The wall reinforces the idea of a people under siege and the government and its associated security apparatus as their only savior. It leverages fear to control the population and it enables the implementation of policies that negatively affect Palestinians, and this in turn perpetuate hostility. This then I cited incidents which seem to validate the need for the wall, in a self-sustaining cycle.

Part II I—

The primary policy facilitated by the wall is, of course, its use as a tool of Israeli expansion. As discussed previously, Israel doesn’t use the wall to keep people out — rather it uses it to close land in. The construction of the wall or the fractal sub-components of it around settlements, is the modern equivalent of the colonial ritual of planting a flag.

This is precisely why the wall 85% of the wall’s planned route runs not along the Green Line, the official division between Israel and the West Bank, but encroaches continuously within the West Bank itself.

The Wall, current, under construction and projected.
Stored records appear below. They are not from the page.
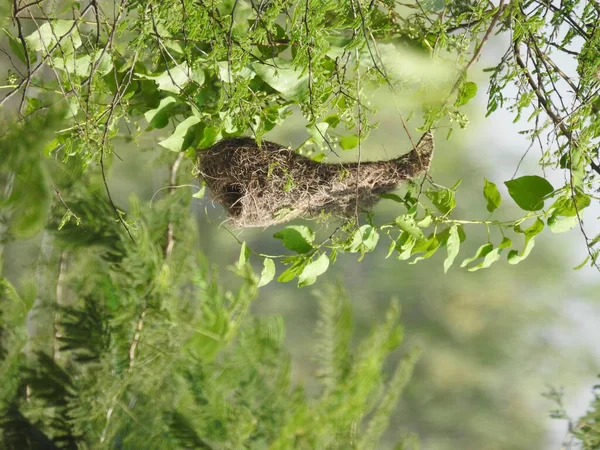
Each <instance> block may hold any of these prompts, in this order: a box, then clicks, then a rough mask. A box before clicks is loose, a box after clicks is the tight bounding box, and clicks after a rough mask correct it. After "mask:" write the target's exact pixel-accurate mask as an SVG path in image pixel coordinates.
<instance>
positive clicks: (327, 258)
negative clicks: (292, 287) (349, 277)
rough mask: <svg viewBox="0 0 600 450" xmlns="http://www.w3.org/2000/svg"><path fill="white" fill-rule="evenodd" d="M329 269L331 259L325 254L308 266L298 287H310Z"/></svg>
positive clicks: (311, 262) (303, 274)
mask: <svg viewBox="0 0 600 450" xmlns="http://www.w3.org/2000/svg"><path fill="white" fill-rule="evenodd" d="M328 267H329V258H328V257H327V255H326V254H325V253H323V254H322V255H321V256H319V257H318V258H317V259H316V260H315V261H312V262H311V263H309V264H307V265H306V267H305V268H304V270H303V271H302V273H301V274H300V276H299V277H298V287H303V286H310V285H311V284H313V283H314V282H315V281H316V280H317V277H318V276H319V275H322V274H324V273H325V272H326V271H327V268H328Z"/></svg>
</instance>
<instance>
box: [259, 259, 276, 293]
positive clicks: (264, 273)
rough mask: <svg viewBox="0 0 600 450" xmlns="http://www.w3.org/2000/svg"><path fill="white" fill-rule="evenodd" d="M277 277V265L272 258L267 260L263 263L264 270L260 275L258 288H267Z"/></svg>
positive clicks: (263, 267)
mask: <svg viewBox="0 0 600 450" xmlns="http://www.w3.org/2000/svg"><path fill="white" fill-rule="evenodd" d="M274 277H275V263H274V262H273V260H272V259H271V258H265V260H264V261H263V270H262V272H261V273H260V280H258V284H257V287H262V286H265V285H266V284H269V283H270V282H271V280H273V278H274Z"/></svg>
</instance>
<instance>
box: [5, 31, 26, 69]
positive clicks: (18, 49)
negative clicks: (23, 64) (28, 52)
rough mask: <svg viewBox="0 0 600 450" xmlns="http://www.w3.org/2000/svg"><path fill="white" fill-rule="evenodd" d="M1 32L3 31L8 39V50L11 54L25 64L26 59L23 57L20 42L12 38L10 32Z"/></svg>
mask: <svg viewBox="0 0 600 450" xmlns="http://www.w3.org/2000/svg"><path fill="white" fill-rule="evenodd" d="M2 31H4V33H5V34H6V36H7V37H8V45H9V46H10V49H11V50H12V52H13V54H14V55H15V56H16V57H17V58H19V59H20V60H21V62H22V63H23V64H26V63H27V57H26V56H25V49H24V48H23V45H22V44H21V42H20V41H18V40H17V38H16V37H14V36H13V35H12V34H11V32H10V31H8V30H7V29H6V28H2Z"/></svg>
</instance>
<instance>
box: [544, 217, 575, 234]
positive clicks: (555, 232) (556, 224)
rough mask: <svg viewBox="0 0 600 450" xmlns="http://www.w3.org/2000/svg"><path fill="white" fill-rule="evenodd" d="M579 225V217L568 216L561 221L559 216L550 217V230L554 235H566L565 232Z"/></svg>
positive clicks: (560, 218)
mask: <svg viewBox="0 0 600 450" xmlns="http://www.w3.org/2000/svg"><path fill="white" fill-rule="evenodd" d="M578 223H579V219H578V218H577V216H567V217H565V218H564V219H561V218H559V217H557V216H554V215H552V216H550V217H549V218H548V228H550V231H552V232H553V233H564V232H565V231H569V230H572V229H573V228H575V227H576V226H577V224H578Z"/></svg>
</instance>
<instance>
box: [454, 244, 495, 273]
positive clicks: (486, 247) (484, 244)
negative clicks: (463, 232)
mask: <svg viewBox="0 0 600 450" xmlns="http://www.w3.org/2000/svg"><path fill="white" fill-rule="evenodd" d="M493 249H494V245H493V244H490V243H489V242H488V243H487V244H483V245H482V246H481V247H479V248H478V249H477V251H476V252H475V255H474V256H471V257H470V258H466V259H465V260H463V262H462V263H461V264H460V267H466V266H467V265H468V264H470V263H472V262H473V261H475V260H476V259H478V258H483V257H485V256H486V255H487V254H488V253H489V252H491V251H492V250H493Z"/></svg>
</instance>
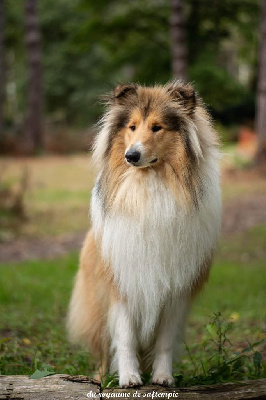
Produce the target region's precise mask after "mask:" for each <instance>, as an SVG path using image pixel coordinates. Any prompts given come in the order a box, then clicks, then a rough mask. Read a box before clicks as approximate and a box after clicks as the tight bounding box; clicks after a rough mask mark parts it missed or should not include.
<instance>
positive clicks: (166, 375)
mask: <svg viewBox="0 0 266 400" xmlns="http://www.w3.org/2000/svg"><path fill="white" fill-rule="evenodd" d="M152 384H153V385H160V386H167V387H170V386H173V384H174V378H173V377H172V376H171V375H167V374H163V373H158V374H154V375H153V376H152Z"/></svg>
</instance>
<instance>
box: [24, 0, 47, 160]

The wall was never actually a defensive barrier, it is an offensive one. In the finest Roman tradition, it is a wall of circumvallation. Despite how it is advertised, it is not oriented inward but outward — it exists to surround and isolate the population of the West Bank. The wall frequently reroutes, expands and extends itself into the West Bank, reaching out to “protect” Israeli settlements, be they legal or otherwise. These settlements themselves have emerged between Palestinian population centers in order to divide and isolate them from each other, fulfilling the intent of Moshe Dayan’s settlement plan, which called for “‘fists of Jewish settlements’ that would ‘dismember [Palestinian] territorial continuity.’”

The current, under construction and projected areas of the wall around Qalqilya demonstrate the ‘tentacles’ of the wall as it extends past teh 1949 Armistice line and shaves away more and more of the West Bank.
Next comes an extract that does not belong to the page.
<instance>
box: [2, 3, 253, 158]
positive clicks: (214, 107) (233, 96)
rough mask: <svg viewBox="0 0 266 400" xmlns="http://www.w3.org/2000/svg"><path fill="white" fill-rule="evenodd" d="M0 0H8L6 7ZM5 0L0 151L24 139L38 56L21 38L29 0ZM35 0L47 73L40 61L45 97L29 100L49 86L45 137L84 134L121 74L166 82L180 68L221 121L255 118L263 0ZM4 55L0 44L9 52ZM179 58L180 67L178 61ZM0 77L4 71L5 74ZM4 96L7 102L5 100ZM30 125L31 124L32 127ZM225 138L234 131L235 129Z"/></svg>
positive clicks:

As the wall extends itself and surrounds not only settlements but access to them, it stretches like tentacles further into Palestinian areas, occupying more and more of the West Bank while at the same time further dividing Palestinian areas from each other.

Arab East Jerusalem has been almost completely enveloped by Israeli settlements. Bir Nabala is completely encircled by the wall and detached from East Jerusalem.
Plans to extend the wall deeper into the West Bank toward Jordan demonstrate the strategy of cutting the West Bank into discrete pieces.
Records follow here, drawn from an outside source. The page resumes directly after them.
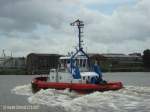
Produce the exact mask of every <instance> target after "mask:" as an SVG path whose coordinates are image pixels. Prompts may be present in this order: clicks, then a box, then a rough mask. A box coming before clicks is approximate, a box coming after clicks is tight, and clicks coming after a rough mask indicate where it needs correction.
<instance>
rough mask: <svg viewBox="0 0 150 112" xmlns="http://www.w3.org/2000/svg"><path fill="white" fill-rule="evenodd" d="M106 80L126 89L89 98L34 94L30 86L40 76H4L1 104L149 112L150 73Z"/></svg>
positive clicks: (94, 110) (50, 92) (52, 107)
mask: <svg viewBox="0 0 150 112" xmlns="http://www.w3.org/2000/svg"><path fill="white" fill-rule="evenodd" d="M103 76H104V79H106V80H110V81H122V82H123V84H124V85H125V88H124V89H121V90H119V91H107V92H95V93H92V94H88V95H79V94H77V93H75V92H71V93H70V92H68V90H64V91H58V90H53V89H48V90H41V91H39V92H38V93H36V94H32V91H31V85H30V82H31V80H32V79H33V78H34V77H36V76H33V75H17V76H16V75H10V76H8V75H7V76H6V75H1V76H0V90H1V91H0V104H1V105H23V106H24V105H31V104H39V105H40V109H39V110H35V111H34V112H55V111H57V112H62V111H63V112H66V111H67V112H70V111H71V112H74V111H76V112H78V111H79V112H81V111H87V112H149V110H150V107H149V105H150V86H149V85H150V73H143V72H132V73H131V72H124V73H121V72H118V73H104V74H103ZM24 111H26V110H24ZM15 112H20V110H15ZM27 112H33V111H32V110H31V111H27Z"/></svg>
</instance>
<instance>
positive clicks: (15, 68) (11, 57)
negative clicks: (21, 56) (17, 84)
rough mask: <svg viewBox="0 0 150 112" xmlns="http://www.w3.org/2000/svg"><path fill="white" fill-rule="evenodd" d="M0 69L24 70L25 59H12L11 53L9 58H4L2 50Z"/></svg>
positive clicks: (14, 57) (0, 57)
mask: <svg viewBox="0 0 150 112" xmlns="http://www.w3.org/2000/svg"><path fill="white" fill-rule="evenodd" d="M0 69H25V58H24V57H12V53H11V56H6V54H5V50H3V51H2V56H1V57H0Z"/></svg>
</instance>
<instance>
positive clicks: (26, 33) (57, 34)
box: [0, 0, 150, 56]
mask: <svg viewBox="0 0 150 112" xmlns="http://www.w3.org/2000/svg"><path fill="white" fill-rule="evenodd" d="M149 6H150V0H0V53H2V50H3V49H4V50H5V53H6V55H10V54H11V52H12V54H13V56H27V55H28V54H29V53H57V54H67V53H68V52H70V51H73V50H74V48H75V46H76V45H77V40H78V37H77V33H78V32H77V28H76V27H73V26H70V23H71V22H73V21H75V20H77V19H80V20H82V21H84V24H85V26H84V37H83V38H82V39H83V40H84V44H83V47H84V49H85V50H86V51H87V52H89V53H125V54H129V53H133V52H140V53H142V52H143V51H144V50H145V49H149V48H150V22H149V21H150V7H149Z"/></svg>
Of course, none of this is new. In 2005 a report by BIMKOM and B’TSELEM concluded that, “Although Israel’s principal contention has been that the barrier is intended to prevent the entry of terrorists into Israel, one of the main considerations in determining the route of several sections of the barrier has been the desire to perpetuate the settlements and enable the implementation of existing expansion plans.

These extensions and de facto annexation of land are obviously illegal under international law. Even Israel’s own Supreme Court has found portions of the wall illegal, though not the wall in concept itself. These legal challenges to the wall are the primary obstacle to construction. But Israel, supported by the United States, has avoided removing any part of the wall, and is still maintaining and attempting to expand it.

And so, in a backwards way, the Wall turns out to be about security after all — a fractured, isolated, shrinking West Bank being preferably to having to occupy the territory of a hostile population.

But as a tool to defend against terrorism, it is most likely counter-productive. It’s encroachments take Palestinian land, forcibly relocate populations and cause the illuminate a policy to slowly being constrict, isolate, and envelope or absorb Palestinian areas. As Shakespeare noted, “The smallest worm will turn, being trodden on…” The Wall and the policy it reflects probably do far more to cause attacks in Israel than they could ever do to prevent them. The wall is therefore not just a security illusion, it is a security liability. But this risk is one Israel is willing to accept in order to advance its settlement strategy, and as such it is worth every penny to the powers that are currently in control in their slow, deliberate re-conquest of land they have always, and will always, view as part of Israel.